Dry Bulk Shows Growing Interest in Methanol Bunkering
More dry bulk carriers could soon be running on methanol. File Image / Pixabay
Interest in methanol bunkering is growing in the dry bulk segment, with the first significant order being placed for methanol-fuelled bulker tonnage.
Commodities firm Cargill has partnered with Mitsui & Co to order two methanol-fuelled Kamsarmax bulkers, maritime news publication Lloyd's List reported last week. The order was signed last month, and the two dual-fuelled vessels are due for delivery by the end of 2025 and early 2026.
A Cargill representative told Ship & Bunker in October that the firm was planning to be operating a methanol-fuelled bulker within a few years.
The order is one of the first signs of interest in methanol bunkering from dry bulk.
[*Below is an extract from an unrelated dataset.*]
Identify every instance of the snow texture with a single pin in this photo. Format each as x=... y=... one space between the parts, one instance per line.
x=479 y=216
Another key development came last month as mining firm Vale issued a request for proposals from shipping companies for contracts of affreightment for a new generation of methanol-fuelled Guaibamax very large ore carriers.
Interest in methanol as a marine fuel has grown rapidly over the past two years. But that interest has thus far come largely from the container segment -- between them AP Moller-Maersk, CMA CGM and COSCO currently have 666,100 TEU of methanol-fuelled boxships on order, representing just over 2.5% of current global container capacity.